My DP has occasionally done things like this that feel big bully brother-y, like wrestling me to the floor or something. It's SUCH a turn off, I hate it. Ive said don't ever do that again. And I would haaate what he did to you OP, its disrespectful, immature and really odd if you don't even know someone that well.

TeddySchnauzer · 27/09/2025 01:39

Have you decided what you’re going to do, op?

StrongLikeMamma · 27/09/2025 01:46

Jesus

Iwishthiswasnottrue · 27/09/2025 01:49

Is he 12?

Pinkfeatheredflamingos · 27/09/2025 18:17

Very concerning at his use of force. I'd be very very wary.

Grammarninja · 27/09/2025 18:44

If it gave you the ick, say goodbye. You can't return from the ick unfortunately. If it was playful, not totally disgusting to you and he's a bit of craic otherwise maybe make it clear you're not into being dutch-ovened and see what transpires.

Thewitchsong · 27/09/2025 18:53

Please walk away now

My ex used to do this to me (the context is im 5'7 and a size 14,he was 6'3 and a huge build)

He started off with these unfunny 'jokes' and I ended it when he tried to strangle me using sex as 'it turns you on'

It didnt and he could have permanently brain damaged me or even killed me (to this day he thinks he did nothing wrong)

It's not on-a joke is funny when both are laughing,not when one person uses brute strength and the other isn't laughing

ManyATrueWord · 27/09/2025 18:57

I know a man who finds that joke a funny one to play. He has a terrible temper that he loses regularly and his children show signs of emotional abuse. A stretch? Maybe, but that is a sign that someone doesn't care about you as a person.

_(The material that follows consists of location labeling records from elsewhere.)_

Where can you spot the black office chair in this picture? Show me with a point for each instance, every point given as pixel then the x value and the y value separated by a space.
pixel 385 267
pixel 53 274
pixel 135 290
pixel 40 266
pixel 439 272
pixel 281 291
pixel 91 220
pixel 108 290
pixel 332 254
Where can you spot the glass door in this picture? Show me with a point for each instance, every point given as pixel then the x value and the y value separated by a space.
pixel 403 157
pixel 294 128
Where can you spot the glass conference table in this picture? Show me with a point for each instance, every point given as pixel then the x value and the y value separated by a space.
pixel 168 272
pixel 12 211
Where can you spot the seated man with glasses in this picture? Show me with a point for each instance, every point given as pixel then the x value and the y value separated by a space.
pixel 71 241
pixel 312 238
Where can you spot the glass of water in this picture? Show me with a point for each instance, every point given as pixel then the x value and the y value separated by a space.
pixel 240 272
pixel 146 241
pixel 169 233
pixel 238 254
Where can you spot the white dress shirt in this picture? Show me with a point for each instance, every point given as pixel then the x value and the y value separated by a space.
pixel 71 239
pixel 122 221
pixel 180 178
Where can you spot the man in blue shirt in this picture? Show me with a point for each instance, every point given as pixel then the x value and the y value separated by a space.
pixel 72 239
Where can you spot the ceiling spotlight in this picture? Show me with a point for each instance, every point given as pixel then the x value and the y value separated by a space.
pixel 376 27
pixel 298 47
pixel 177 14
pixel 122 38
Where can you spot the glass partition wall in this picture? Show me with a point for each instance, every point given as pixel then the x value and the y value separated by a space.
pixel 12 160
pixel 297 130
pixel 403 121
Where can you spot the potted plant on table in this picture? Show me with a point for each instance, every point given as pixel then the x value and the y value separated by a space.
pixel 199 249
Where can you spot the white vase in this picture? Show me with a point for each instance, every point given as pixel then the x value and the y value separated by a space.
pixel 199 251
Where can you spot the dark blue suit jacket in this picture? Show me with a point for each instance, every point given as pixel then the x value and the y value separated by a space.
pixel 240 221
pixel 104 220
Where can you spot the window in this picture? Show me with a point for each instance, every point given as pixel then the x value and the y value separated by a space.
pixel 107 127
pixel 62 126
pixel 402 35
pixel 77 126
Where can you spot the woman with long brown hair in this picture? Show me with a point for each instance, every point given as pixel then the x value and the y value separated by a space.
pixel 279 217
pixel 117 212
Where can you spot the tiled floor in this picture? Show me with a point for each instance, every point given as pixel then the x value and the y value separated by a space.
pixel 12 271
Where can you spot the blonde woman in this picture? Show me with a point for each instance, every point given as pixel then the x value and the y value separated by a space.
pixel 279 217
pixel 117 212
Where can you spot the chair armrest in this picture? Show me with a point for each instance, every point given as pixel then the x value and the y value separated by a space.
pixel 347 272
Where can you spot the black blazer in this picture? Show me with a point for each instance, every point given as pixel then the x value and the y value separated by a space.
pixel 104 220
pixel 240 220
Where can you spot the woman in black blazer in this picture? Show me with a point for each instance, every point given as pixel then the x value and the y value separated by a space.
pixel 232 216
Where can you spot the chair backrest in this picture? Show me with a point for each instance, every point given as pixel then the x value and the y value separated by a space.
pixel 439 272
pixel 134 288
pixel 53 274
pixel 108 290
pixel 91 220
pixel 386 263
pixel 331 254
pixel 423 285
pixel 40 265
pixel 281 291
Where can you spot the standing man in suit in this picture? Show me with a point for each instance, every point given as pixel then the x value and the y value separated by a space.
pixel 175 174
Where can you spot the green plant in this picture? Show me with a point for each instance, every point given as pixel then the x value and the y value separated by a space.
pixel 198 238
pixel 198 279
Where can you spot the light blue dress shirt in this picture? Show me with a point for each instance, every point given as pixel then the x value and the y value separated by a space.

Vanishedwillow · 27/09/2025 19:17

Hellofrances · 26/09/2025 10:14

Thanks all, this is the first red flag and out of the blue. I need to think about what to do now.

How did he respond when you expressed your discomfort? Did he get all sulky or was he apologetic?

Wildefish · 27/09/2025 19:17

Hellofrances · 26/09/2025 09:37

My boyfriend stayed overnight at my house for the first time on Wednesday.

We both had yesterday off so had a lazy morning watching tv in bed.

He broke wind really loud and grabbed my head and forced it under the covers, I couldn’t move from under them for about 10 seconds.

He thought it was hilarious, I told him I’m a 37 year old woman and don’t appreciate that.

I think it’s the fact we’d not long been intimate and he was being really jokey.

I told one of my friends who found it amusing and said it’s a sign he’s comfortable around me which is good, but I don’t agree!

I wouldn’t be having him stay over again tbh. That’s gross.

MsPavlichenko · 27/09/2025 19:20

Hellofrances · 26/09/2025 10:14

Thanks all, this is the first red flag and out of the blue. I need to think about what to do now.

Yes. “They” aren’t like this. He is. Massive red flag, and helpfully early on. Not much thinking required imo. Ditch, block and look up the Freedom Programme.

Twinmum345 · 27/09/2025 19:27

oldclock · 26/09/2025 09:39

First and last time, presumably you've told him the relationship is over?

do you stamp your feet and quit everything when something you don’t like happens?

op communicate with him he may have thought you would laugh it’s not a big deal. Tell him not to do it again

Blablibladirladada · 27/09/2025 19:48

How old did you say you are?
please tell us you blocked him and you won’t see him again…

Efrogwraig · 27/09/2025 19:53

Nope. He's not a keeper.

JaquelineHide · 27/09/2025 19:54

That is foul. I sould have dumped him on the spot.